June is Recreation and Parks Month (JRPM) recognizes the importance of recreation and parks to the wellbeing of our communities. There are a number of special days in June, which provide the perfect opportunity to celebrate the many benefits of recreation and parks, including National Health and Fitness Day (June 1) and Inuvialuit Day (June 5). In celebration of JRPM, the NWTRPA is excited to share this feature post in recognition of Intergenerational Day (June 1). 

How does Intergenerational Day relate to Recreation and Parks Month?  Recreation and Parks Month is all about getting outside into the fresh air and embracing the sunny days and long evenings that are bestowed upon us lucky northerners. 

The Canadian Network for the Prevention of Elder Abuse says that Intergenerational Day was born in 2010 as a reminder to “us all of the importance of respectful connecting between generations to help break through social isolation, build resiliency, community safety and greater understanding across age groups, all of which are also key to preventing elder abuse.” What better way to do this than through getting together and enjoying some activities outside?  Another benefit of our long summer days is that getting around is easier for older adults and Elders who may normally struggle with ice and snow.
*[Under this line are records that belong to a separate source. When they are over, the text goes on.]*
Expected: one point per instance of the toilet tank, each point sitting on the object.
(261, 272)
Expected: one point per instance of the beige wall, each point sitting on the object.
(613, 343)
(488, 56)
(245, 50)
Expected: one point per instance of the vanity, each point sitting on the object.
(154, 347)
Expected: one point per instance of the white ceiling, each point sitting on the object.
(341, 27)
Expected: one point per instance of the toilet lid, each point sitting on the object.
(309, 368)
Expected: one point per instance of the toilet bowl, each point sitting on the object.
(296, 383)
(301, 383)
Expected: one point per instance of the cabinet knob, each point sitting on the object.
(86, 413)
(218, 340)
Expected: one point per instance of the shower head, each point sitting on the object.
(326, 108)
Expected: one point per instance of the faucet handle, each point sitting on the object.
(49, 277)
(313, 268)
At the NWTRPA, we like to challenge everyone about what “recreation” means to them.  In the past, people often related it to organized sport, spending time in a park, or going camping.  It is important to us that people expand their definition of recreation to include on the land activities, traditional games and pastimes, walking, exploring trails, harvesting food, card nights, meal prep sessions, craft programs, and more.  The more open we are to different recreation ideas, the easier it becomes to integrate people of all ages.  The NWTRPA’s programs like Generations on the Move and Elders in Motion promote healthy, active aging that’s fun and engaging.

Some of the benefits to intergenerational activities are obvious, like bringing together people of all ages that may not normally get to spend time together.  But it’s also an opportunity to share stories, teach language, celebrate culture, learn something new, be more active and bring a greater sense of responsibility to the people in our lives.  By spending time with people of different ages, it helps us to see things in a different way and feel more compassion for people outside of our own age group.